Current CO2 levels are about 392 parts per million. Scientists predict that if changes aren’t made soon, it will be impossible to avoid some of the worst effects of global warming, including rising ocean levels, more extreme weather events, water shortages, accelerated species loss and disrupted economies and food supplies.
In addition to emphasizing the necessity of reaching 350 ppm, the report outlines several ways to reach that goal. All will require a peak in global carbon pollution in the very near future, followed by a rapid decline. “The longer we delay, the more difficult it will be to avoid the devastating impacts of climate change,” said Shaye Wolf, the Center’s climate science director and another lead author. “The good news is that we can do this. Existing technologies can phase out coal in the United States by 2030, a vital step in achieving 350.”

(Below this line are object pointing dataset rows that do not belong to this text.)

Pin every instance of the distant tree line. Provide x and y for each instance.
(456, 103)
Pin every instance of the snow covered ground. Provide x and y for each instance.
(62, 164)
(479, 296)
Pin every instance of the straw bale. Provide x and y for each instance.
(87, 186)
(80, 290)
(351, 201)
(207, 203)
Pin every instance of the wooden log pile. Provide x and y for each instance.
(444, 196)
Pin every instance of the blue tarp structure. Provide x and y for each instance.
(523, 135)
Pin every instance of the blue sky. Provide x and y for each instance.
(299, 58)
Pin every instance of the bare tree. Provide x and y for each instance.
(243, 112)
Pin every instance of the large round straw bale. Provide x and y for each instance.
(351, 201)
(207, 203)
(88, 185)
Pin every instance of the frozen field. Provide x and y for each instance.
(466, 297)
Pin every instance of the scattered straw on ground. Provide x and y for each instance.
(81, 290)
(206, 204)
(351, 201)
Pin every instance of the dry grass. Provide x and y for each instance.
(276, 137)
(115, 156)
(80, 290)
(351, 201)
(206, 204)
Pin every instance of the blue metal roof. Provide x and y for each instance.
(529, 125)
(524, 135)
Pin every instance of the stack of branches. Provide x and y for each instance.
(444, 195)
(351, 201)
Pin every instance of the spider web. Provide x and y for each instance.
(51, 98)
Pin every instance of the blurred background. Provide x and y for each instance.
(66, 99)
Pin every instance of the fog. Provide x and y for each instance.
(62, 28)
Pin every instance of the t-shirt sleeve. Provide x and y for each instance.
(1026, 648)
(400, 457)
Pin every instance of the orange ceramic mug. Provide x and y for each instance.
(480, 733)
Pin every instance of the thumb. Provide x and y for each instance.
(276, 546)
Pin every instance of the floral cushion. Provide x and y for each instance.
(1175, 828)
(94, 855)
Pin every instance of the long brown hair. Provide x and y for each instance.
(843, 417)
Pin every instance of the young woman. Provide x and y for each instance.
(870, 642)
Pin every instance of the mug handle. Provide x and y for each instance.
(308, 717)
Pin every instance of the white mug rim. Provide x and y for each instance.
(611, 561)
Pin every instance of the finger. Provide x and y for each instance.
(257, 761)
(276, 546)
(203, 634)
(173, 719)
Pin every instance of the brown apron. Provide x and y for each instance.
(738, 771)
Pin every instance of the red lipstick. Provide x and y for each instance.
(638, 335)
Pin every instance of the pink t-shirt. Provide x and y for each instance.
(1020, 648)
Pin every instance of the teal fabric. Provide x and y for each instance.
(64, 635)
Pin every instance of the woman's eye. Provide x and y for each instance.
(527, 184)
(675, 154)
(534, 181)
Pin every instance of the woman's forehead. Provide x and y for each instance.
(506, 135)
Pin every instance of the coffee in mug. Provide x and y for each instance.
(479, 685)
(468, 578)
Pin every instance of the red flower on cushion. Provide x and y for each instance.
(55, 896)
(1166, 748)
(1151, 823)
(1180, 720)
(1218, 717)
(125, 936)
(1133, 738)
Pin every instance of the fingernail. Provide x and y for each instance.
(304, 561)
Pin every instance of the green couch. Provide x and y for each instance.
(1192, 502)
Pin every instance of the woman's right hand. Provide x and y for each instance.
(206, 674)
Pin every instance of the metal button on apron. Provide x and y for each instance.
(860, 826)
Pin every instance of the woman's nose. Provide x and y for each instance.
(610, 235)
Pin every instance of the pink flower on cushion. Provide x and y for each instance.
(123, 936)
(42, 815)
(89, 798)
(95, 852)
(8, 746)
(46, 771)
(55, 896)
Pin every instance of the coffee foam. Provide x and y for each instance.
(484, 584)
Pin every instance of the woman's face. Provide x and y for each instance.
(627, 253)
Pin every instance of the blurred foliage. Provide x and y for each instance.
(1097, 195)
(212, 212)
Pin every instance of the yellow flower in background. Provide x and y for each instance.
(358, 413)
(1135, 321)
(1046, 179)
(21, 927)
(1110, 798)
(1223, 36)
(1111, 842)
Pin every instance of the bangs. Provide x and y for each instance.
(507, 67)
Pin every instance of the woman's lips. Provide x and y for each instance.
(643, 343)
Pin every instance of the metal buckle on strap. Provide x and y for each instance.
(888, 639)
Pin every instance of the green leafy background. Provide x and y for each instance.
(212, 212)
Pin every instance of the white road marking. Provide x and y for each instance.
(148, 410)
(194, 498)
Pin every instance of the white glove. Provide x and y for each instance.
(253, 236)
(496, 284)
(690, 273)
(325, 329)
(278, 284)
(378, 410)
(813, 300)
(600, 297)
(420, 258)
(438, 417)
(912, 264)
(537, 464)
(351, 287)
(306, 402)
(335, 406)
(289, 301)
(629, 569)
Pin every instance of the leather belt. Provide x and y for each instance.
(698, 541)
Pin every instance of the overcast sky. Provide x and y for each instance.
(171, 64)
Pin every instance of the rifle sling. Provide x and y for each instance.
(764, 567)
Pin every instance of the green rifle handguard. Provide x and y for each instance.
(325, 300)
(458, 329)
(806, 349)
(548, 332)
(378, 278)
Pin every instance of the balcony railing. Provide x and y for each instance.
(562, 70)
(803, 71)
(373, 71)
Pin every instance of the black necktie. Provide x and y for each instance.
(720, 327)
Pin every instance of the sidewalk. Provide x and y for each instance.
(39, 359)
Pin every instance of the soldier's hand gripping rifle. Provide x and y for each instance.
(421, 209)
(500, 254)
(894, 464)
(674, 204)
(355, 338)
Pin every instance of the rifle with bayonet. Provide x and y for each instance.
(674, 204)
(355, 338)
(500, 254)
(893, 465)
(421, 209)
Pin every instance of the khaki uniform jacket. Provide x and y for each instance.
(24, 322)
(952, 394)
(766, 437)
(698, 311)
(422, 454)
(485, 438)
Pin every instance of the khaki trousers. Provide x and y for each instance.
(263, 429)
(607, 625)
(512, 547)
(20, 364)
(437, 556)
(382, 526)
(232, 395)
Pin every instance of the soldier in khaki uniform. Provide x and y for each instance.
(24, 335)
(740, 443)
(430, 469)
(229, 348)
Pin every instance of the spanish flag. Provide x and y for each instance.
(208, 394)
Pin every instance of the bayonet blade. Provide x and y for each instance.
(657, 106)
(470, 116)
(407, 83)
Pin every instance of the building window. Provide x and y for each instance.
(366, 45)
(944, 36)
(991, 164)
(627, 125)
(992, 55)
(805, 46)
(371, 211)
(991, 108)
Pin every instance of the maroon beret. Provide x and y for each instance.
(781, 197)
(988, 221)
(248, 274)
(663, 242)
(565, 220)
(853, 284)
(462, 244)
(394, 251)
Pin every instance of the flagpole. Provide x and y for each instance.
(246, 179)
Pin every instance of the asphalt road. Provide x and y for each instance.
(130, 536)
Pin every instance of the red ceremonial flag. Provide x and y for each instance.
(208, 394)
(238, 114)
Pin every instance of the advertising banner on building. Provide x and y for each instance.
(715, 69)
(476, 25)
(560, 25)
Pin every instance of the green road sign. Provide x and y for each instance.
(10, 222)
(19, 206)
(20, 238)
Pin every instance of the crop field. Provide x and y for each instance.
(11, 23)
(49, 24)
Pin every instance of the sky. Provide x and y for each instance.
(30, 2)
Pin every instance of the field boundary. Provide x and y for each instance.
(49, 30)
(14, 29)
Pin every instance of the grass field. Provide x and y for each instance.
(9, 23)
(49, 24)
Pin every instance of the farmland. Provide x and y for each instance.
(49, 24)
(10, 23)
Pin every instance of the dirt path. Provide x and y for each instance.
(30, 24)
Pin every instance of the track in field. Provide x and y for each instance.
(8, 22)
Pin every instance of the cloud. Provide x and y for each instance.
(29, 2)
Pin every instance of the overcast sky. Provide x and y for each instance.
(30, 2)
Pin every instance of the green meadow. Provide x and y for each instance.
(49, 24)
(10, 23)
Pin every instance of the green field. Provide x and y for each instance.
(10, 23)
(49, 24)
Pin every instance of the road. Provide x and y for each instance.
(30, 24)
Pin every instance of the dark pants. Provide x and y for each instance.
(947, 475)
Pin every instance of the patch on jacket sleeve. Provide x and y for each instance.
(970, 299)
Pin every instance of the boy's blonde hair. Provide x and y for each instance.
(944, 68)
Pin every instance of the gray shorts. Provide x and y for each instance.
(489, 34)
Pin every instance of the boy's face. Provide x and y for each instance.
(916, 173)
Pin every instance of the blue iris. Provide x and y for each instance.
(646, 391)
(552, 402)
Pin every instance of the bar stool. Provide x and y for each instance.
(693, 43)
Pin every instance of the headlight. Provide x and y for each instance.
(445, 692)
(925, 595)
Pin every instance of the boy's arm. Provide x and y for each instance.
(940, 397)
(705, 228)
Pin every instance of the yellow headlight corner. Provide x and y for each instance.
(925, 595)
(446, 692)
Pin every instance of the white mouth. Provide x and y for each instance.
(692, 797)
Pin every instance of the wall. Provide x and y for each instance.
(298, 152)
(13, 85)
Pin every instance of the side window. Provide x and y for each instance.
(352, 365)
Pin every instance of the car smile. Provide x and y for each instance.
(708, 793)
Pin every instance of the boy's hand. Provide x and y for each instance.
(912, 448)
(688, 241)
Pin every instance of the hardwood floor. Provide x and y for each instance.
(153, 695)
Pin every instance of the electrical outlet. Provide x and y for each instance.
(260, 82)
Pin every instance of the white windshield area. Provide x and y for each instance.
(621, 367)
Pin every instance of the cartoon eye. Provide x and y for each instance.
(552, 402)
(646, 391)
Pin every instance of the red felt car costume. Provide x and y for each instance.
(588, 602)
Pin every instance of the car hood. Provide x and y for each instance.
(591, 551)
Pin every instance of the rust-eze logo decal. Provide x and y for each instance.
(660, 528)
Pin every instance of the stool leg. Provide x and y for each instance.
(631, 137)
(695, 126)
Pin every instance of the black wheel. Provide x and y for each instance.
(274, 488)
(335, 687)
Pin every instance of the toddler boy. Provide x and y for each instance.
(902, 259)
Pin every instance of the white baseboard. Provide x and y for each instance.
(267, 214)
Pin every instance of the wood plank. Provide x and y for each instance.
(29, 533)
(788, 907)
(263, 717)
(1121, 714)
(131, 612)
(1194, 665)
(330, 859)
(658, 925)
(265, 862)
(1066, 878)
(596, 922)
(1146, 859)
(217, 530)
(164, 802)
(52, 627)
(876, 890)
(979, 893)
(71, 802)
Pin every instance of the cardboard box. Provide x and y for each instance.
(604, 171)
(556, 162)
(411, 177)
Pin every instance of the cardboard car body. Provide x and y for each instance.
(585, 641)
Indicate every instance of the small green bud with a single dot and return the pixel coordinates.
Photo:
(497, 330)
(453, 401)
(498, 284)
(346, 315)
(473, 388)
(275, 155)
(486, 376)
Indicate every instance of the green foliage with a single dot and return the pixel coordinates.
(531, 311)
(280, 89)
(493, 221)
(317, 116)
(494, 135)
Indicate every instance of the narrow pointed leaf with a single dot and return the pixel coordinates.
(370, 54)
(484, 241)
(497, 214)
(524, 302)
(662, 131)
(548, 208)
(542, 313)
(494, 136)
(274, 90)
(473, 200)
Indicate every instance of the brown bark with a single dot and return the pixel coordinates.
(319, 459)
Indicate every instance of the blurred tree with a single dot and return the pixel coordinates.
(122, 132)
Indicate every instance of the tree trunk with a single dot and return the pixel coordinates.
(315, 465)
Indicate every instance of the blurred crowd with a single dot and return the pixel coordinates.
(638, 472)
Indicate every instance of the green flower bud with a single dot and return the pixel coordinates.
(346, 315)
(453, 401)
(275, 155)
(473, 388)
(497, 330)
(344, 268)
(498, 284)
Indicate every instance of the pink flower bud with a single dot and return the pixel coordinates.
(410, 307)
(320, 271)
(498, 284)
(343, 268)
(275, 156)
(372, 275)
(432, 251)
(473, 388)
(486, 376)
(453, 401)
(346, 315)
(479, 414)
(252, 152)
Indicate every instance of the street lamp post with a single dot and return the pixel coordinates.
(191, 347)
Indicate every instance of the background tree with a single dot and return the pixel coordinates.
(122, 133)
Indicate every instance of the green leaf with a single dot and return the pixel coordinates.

The report identifies the safest path to 350 ppm as the one put forth by preeminent climate scientist Dr. James Hansen and his colleagues. The 350-ppm-by-2100 plan can be achieved by reducing global greenhouse gas pollution to 42 percent below 1990 levels by 2020. It also requires dramatic reductions in fossil fuel emissions; carbon sequestration; and an end to large-scale deforestation.
The current talks in China precede November’s UN Climate Change Conference in Cancun, falling just before 350.org’s Global Work Party to stop climate change Oct. 10.
“As UN talks resume, we have one clear message for delegates: The whole world is getting to work solving the climate challenge and showing the solutions that will help get us to 350 ppm,” said May Boeve, 350.org’s partnerships director. “If we can get to work, so can our world leaders.”